Thirdly, housing policy must deliver a spectrum of support options for different parts of the housing market. By encouraging market-based solutions for housing provision in so-called ‘gap markets’ and for self-help initiatives, state resources can be freed up to service the poorest and most vulnerable. Differentiated housing lists will also allow DA governments to meet the needs of specific beneficiary groups through the appropriate mix of fully-subsidised housing, self-help initiatives, in-situ upgrades, site-and-service schemes and social housing. The use of flexible subsidies will allow users more choice in the manner in which their housing needs are being met.

In addition, we believe that there can make be much faster progress in addressing the housing backlog if we allow the private sector greater scope to become involved and to develop innovative models for housing delivery and affordable integrated housing developments.
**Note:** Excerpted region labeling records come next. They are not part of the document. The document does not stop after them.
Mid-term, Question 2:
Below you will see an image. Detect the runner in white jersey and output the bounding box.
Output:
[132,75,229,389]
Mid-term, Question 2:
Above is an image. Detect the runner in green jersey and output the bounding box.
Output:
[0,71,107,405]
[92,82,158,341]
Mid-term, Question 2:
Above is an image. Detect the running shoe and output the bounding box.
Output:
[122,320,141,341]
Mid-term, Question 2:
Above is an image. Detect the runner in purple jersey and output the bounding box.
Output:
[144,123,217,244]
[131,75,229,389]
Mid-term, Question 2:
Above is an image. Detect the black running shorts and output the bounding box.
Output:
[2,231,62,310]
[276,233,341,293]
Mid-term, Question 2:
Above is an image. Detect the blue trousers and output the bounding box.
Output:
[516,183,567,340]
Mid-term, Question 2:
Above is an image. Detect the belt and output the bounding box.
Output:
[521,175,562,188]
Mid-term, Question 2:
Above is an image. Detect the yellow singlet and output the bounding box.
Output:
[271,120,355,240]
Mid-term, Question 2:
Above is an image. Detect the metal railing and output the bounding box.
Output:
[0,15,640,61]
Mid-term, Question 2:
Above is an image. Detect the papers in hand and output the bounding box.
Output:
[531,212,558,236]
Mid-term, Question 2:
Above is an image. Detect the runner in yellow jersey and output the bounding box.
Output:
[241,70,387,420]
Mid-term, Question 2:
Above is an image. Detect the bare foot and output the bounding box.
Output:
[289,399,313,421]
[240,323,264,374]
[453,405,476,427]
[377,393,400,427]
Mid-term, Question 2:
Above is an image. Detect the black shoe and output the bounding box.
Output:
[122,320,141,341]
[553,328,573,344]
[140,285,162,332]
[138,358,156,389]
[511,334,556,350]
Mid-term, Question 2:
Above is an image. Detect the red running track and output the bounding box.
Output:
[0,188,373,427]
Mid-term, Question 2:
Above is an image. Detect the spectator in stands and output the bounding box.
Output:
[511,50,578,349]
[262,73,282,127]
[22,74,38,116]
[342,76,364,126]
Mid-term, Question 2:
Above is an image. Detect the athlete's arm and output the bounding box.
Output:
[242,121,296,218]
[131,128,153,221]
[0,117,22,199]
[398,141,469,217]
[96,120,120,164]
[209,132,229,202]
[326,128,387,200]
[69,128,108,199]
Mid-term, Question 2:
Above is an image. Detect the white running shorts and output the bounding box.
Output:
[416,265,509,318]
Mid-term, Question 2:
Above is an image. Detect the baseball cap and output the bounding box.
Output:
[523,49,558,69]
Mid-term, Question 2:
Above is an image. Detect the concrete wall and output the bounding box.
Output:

For the DA, the ‘progressive realisation of adequate shelter’ hinges on:

  • Achieving higher levels of economic growth to increase fiscal space, decrease unemployment and reduce the household indebtedness which currently constrains housing options;
  • The removal of legal, administrative, operational and financial obstacles that currently impede access (including the failure to provide title deeds for state-subsidised housing);
  • The effective provision of important social and economic goods such as land, water, sanitation and other key services;
  • Effective partnership with the private sector; and
  • A continued search for new, innovative housing models, building technologies, funding structures and community participation initiatives to keep improving the quality, affordability and flexibility of housing options in South Africa.